When Rags approached me with the idea of Hear Ye, we were thinking along the lines of something Tolkienian. Having spent a lot of life on Ao3 reading Bagginshield, we knew what we wanted...but then Hear Ye began to take a life of it's own. From a story about climate change in a fantasy world where the Chief of Guard falls for a miner, to a thief working closely with the queen, to what it eventually began- Hear Ye became the book that got me back into reading.

And publishing it was a joy.

Did I ever get to read the book in its entirety? The author wouldn't let me.

No spoilers.

Eventually, to keep the mystery alive, the decision was made that the last bits? They will be edited by the author alone. The marketing for the book has begun, and I- the publisher- still don't know who the person trying to kill Queen Ira is.

And boy, I can tell you a ton of stories about this book and the publishing process. Like how the Bayniks were born because only humans being the non-magical species, while all the fantasy creatures were othered, seemed racist to my fiancé. Or how Alfar and Sagar's first meeting was in a jail cell and never made it to the book. Or how Sagar was not always called Sagar. Or the bad bad cover I made.

But those are stories my fanfition buddy Ragsweas should tell with me. Instead, I will take a moment to fangirl over this desi!fantasy, murder mystery enemies-to-lovers book (btw, I think enemies-to-lovers ca be a very toxic trope and Cinema Therapy agrees). Here's a poem about Sagar and Alfar.

A Tale Unlike Any You Have Heard Before

 

Come, come, come hither.,

I have a story to tell

A song to sing, a tale to weave,

Come, come, come hither,

And be ensnared.

In the tale of a of a thief,

A thief so majestic!

For he was no petty criminal,

No, not he.

He was a dancer, a magician almost

In the way he spun tales with his hands and feet.

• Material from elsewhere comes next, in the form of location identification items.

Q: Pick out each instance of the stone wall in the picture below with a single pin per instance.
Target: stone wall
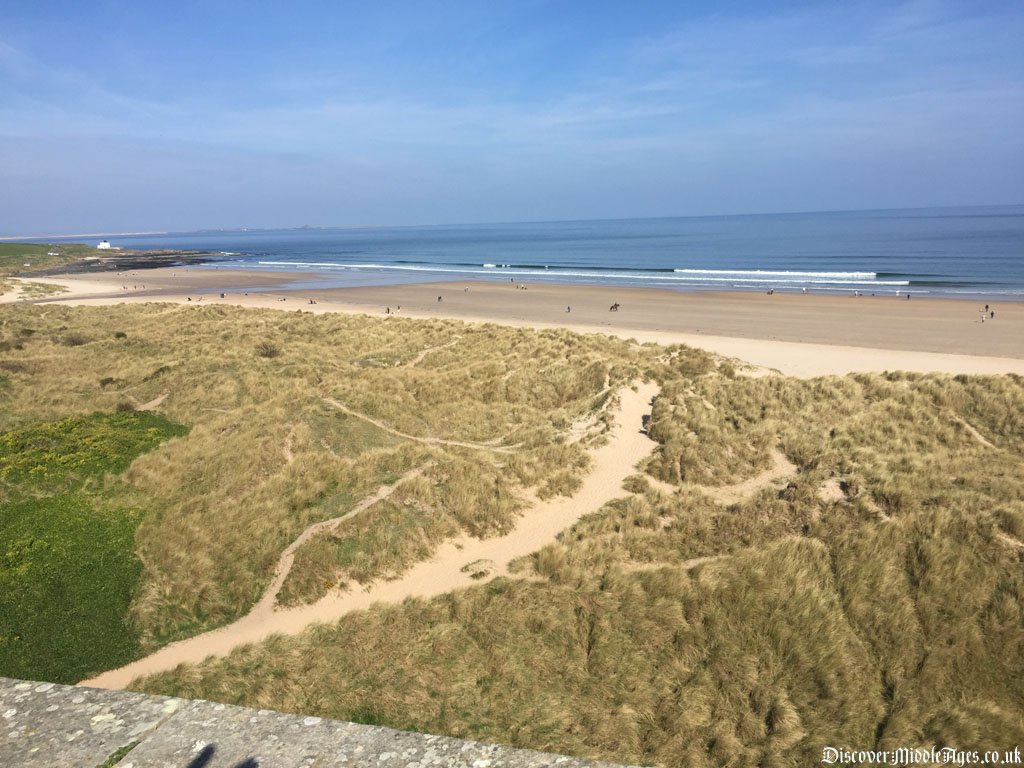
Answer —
(50, 726)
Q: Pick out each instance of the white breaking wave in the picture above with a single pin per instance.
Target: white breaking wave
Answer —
(780, 273)
(701, 276)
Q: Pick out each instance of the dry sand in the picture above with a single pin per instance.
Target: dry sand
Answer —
(610, 465)
(794, 334)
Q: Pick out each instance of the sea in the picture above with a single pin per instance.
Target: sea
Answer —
(975, 252)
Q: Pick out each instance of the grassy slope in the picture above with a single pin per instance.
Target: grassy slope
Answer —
(14, 256)
(227, 500)
(892, 616)
(68, 568)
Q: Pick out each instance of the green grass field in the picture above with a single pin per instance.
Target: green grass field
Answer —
(68, 564)
(873, 597)
(14, 256)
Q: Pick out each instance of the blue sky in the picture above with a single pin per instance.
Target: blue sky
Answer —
(134, 116)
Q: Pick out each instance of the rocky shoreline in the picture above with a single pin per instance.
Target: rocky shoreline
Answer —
(121, 261)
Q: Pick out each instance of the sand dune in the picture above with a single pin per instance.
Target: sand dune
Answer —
(795, 335)
(444, 571)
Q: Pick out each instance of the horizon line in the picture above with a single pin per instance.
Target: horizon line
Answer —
(10, 238)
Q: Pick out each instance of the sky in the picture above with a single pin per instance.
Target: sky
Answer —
(136, 117)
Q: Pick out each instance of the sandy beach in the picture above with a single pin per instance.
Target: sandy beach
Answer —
(798, 335)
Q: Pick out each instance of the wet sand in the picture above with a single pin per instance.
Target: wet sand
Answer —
(801, 335)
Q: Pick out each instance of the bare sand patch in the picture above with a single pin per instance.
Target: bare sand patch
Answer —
(795, 335)
(610, 464)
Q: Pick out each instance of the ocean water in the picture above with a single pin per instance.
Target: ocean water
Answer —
(975, 252)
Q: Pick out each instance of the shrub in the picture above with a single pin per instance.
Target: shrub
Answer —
(267, 349)
(75, 339)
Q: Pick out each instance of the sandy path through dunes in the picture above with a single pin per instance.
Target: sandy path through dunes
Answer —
(610, 465)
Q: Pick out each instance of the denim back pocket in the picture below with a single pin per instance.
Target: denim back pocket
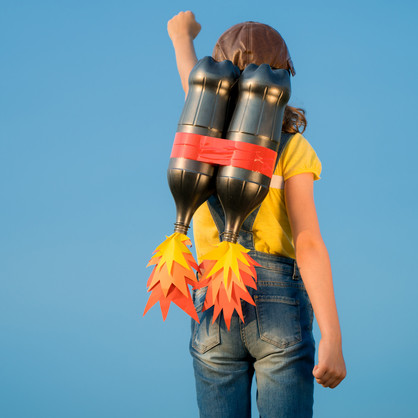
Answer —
(205, 334)
(278, 319)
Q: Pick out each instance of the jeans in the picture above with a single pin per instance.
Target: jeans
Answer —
(275, 342)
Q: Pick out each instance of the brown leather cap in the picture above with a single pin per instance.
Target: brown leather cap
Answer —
(253, 43)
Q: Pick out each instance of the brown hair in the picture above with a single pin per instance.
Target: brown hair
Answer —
(257, 43)
(294, 120)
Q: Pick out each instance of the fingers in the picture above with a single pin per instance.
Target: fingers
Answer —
(183, 24)
(328, 377)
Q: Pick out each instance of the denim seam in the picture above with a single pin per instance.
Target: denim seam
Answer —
(287, 344)
(278, 284)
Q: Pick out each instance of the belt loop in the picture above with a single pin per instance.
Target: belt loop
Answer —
(294, 277)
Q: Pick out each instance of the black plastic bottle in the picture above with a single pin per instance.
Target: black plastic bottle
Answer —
(257, 119)
(204, 113)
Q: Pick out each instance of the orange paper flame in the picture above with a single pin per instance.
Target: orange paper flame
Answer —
(227, 270)
(173, 272)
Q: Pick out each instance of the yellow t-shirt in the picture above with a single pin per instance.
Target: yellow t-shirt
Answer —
(272, 232)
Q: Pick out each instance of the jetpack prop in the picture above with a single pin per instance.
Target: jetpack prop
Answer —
(226, 143)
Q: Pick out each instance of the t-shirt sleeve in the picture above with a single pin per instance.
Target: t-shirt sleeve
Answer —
(299, 157)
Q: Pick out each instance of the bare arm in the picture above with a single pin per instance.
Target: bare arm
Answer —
(182, 30)
(315, 268)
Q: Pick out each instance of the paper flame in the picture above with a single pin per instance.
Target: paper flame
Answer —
(227, 270)
(173, 272)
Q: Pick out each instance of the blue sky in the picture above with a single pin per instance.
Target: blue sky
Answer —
(89, 104)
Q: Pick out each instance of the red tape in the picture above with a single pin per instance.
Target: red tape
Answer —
(207, 149)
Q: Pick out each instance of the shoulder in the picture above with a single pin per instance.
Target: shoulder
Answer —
(299, 157)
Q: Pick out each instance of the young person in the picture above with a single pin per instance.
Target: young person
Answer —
(294, 279)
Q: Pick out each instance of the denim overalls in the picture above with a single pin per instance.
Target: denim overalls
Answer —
(276, 341)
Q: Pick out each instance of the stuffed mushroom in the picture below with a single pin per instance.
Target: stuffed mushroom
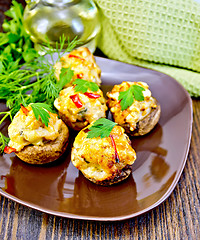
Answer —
(133, 107)
(34, 142)
(78, 109)
(106, 160)
(82, 62)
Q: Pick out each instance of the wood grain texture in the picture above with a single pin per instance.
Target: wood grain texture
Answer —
(176, 218)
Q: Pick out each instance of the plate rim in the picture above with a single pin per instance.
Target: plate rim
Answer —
(132, 215)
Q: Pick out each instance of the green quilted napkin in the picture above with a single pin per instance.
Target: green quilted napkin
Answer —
(161, 35)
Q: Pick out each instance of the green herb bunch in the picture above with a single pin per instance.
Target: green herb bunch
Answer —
(16, 46)
(25, 76)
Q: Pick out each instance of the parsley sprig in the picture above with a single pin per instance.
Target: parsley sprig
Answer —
(83, 86)
(127, 97)
(101, 128)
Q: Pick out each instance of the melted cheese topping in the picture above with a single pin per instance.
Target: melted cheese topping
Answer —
(83, 65)
(137, 111)
(25, 130)
(91, 110)
(95, 157)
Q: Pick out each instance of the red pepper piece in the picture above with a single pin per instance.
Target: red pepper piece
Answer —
(80, 75)
(9, 149)
(76, 100)
(71, 55)
(92, 95)
(24, 110)
(114, 145)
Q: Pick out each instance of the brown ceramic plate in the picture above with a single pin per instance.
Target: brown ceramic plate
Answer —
(60, 189)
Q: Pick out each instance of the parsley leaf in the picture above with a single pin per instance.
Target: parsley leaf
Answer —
(83, 86)
(41, 110)
(65, 77)
(101, 128)
(127, 97)
(137, 92)
(3, 142)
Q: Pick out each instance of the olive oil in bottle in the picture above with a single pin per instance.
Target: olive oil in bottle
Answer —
(52, 19)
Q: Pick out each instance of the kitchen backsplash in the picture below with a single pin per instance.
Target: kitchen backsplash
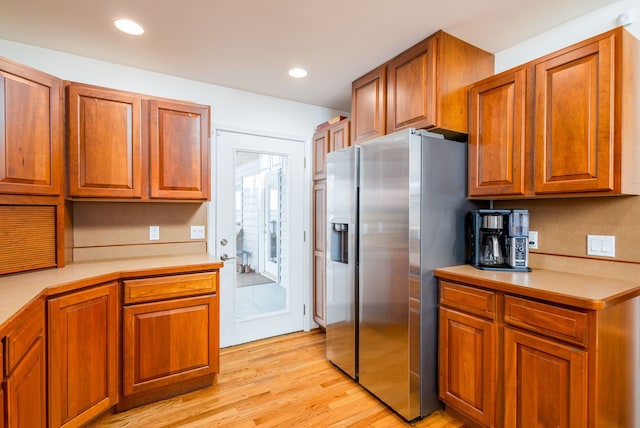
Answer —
(106, 230)
(563, 224)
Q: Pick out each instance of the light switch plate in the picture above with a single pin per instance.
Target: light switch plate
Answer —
(533, 240)
(197, 232)
(154, 233)
(601, 245)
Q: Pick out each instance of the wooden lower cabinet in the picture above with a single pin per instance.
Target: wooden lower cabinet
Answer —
(23, 399)
(467, 376)
(509, 360)
(169, 346)
(545, 382)
(83, 354)
(25, 389)
(169, 342)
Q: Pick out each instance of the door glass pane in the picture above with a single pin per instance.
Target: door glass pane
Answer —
(261, 287)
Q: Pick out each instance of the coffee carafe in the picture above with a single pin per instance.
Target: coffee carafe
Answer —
(498, 239)
(491, 234)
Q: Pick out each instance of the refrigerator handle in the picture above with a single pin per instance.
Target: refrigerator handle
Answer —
(340, 242)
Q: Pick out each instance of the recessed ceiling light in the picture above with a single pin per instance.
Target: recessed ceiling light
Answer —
(128, 26)
(298, 72)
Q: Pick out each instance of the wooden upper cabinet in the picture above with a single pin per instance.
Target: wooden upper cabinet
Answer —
(427, 85)
(498, 148)
(368, 106)
(31, 124)
(339, 135)
(561, 125)
(411, 88)
(105, 150)
(178, 150)
(127, 146)
(574, 113)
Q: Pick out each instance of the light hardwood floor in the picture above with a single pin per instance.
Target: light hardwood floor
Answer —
(279, 382)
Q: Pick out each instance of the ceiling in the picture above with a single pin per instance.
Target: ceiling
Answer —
(251, 44)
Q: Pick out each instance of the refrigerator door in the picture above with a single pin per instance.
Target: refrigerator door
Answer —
(341, 322)
(389, 340)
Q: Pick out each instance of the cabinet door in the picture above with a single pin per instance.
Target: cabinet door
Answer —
(319, 248)
(179, 150)
(83, 354)
(169, 342)
(26, 399)
(467, 360)
(497, 136)
(105, 152)
(320, 150)
(545, 382)
(369, 106)
(339, 136)
(30, 131)
(574, 127)
(411, 88)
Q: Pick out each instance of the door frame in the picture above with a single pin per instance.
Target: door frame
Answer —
(307, 295)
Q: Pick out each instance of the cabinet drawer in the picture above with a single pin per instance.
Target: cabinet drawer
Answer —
(553, 321)
(167, 287)
(469, 299)
(19, 340)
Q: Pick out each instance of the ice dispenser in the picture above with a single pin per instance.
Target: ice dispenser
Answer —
(340, 242)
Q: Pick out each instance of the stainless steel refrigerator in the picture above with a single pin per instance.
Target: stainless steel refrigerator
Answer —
(395, 212)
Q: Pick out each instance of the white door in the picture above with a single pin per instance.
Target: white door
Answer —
(259, 230)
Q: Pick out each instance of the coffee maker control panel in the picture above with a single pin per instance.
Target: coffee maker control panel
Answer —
(519, 252)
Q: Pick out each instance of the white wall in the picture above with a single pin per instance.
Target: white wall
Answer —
(229, 106)
(230, 109)
(578, 29)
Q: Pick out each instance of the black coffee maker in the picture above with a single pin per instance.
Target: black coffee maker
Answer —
(498, 239)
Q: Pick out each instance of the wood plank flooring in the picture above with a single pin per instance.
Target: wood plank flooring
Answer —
(279, 382)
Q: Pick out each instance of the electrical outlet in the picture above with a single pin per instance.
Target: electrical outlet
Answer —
(154, 233)
(601, 245)
(197, 232)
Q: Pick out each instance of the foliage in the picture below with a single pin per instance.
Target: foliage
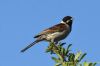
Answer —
(65, 57)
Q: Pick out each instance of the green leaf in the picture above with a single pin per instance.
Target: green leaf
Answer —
(69, 46)
(86, 64)
(77, 56)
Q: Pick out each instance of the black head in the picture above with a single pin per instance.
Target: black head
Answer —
(68, 20)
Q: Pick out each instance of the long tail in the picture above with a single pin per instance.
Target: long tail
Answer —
(23, 50)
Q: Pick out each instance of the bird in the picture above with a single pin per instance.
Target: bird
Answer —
(55, 33)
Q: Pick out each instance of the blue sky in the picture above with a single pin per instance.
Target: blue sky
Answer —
(20, 20)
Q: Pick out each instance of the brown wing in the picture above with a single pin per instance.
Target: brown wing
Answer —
(56, 28)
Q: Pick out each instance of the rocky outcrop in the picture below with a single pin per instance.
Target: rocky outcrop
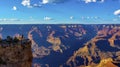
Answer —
(100, 51)
(15, 55)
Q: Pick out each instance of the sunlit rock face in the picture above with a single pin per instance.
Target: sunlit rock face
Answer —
(15, 54)
(100, 51)
(69, 45)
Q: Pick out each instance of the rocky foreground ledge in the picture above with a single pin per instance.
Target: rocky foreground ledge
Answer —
(15, 52)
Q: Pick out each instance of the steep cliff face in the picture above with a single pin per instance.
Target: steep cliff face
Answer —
(101, 51)
(17, 55)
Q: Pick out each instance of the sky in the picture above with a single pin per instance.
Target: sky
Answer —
(60, 12)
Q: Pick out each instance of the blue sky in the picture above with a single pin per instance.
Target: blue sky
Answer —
(60, 11)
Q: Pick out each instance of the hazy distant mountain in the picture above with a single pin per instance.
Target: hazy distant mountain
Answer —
(70, 45)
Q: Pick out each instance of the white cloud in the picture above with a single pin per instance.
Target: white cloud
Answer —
(47, 18)
(52, 1)
(11, 19)
(26, 3)
(89, 1)
(117, 12)
(14, 8)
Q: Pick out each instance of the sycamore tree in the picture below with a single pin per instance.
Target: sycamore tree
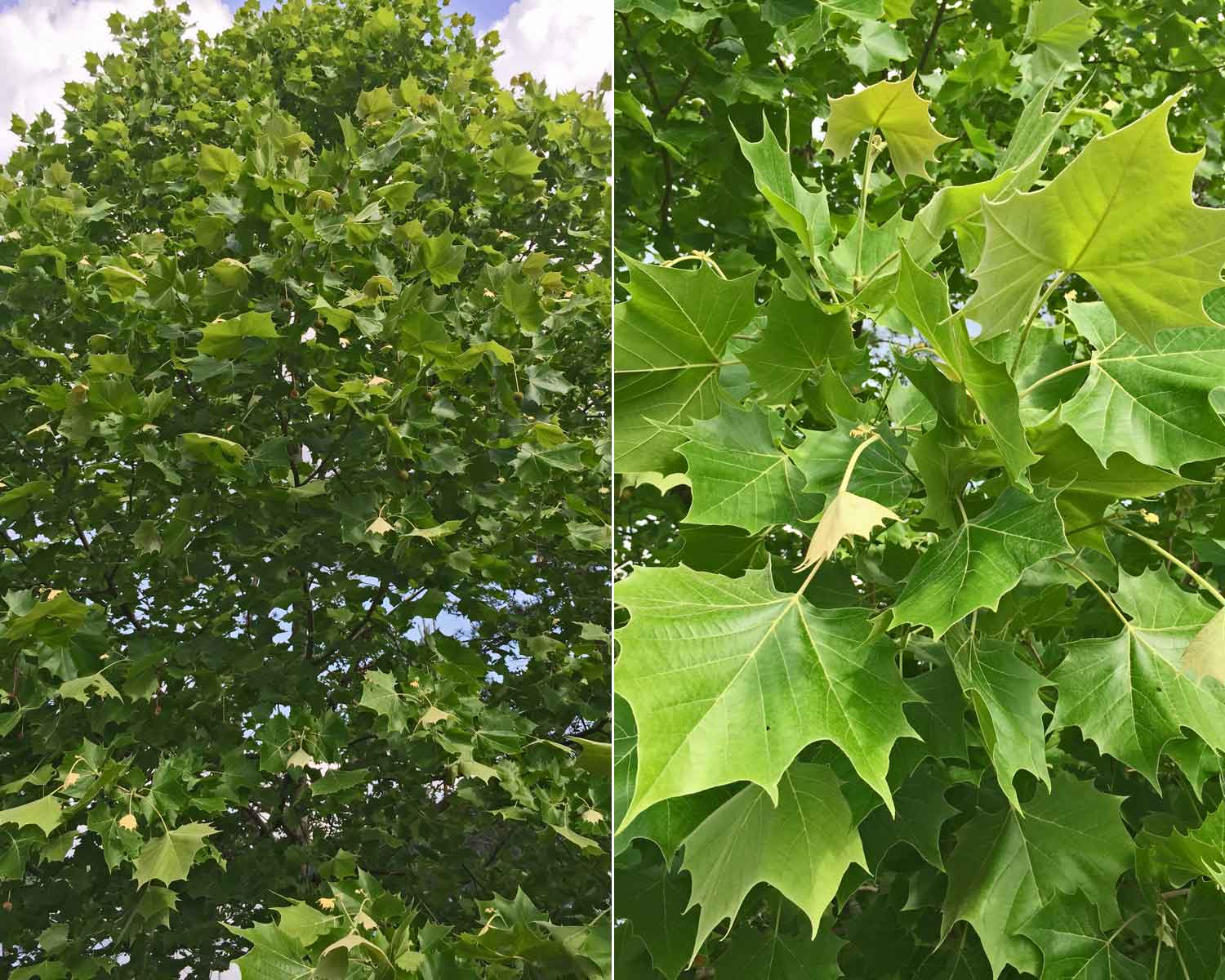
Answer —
(303, 359)
(920, 533)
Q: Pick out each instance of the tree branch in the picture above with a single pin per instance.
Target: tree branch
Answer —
(931, 37)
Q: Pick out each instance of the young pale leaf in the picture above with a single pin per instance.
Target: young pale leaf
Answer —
(982, 561)
(1205, 656)
(924, 299)
(1006, 866)
(798, 340)
(771, 956)
(1131, 695)
(729, 679)
(668, 350)
(1089, 487)
(1004, 693)
(1151, 401)
(43, 813)
(1075, 947)
(893, 108)
(740, 475)
(879, 472)
(845, 516)
(754, 838)
(1121, 216)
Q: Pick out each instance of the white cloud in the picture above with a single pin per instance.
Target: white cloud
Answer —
(568, 43)
(43, 44)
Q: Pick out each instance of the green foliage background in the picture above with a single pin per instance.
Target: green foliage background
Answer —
(304, 509)
(969, 391)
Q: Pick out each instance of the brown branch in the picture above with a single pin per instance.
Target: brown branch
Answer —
(931, 37)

And against him, seething stood a mountain of a man

In sirat rather than surat

Holding onto wounds dealt unknowingly,

Building on past hate,

Such was the Chief’s state.

But hate must give way when knowledge arrives,

In knowing another empathy does rise,

Repentance can lead to forgiveness,

Some mistakes can be undone,

And in the midst of that, who knows, good sir,

You might find that you have walked yourself to love.

That was the tale of a thief and a guard,

But truly sir, it was the tale of two broken lonely hearts

Looking for a heart to call their own and theirs alone

A thief that was no criminal in soul,

And a guard who had multitudes to unfold.

Hear Ye, Hear Ye, you folk,

A new tale,

Of a guard who for a thief fell heart and soul.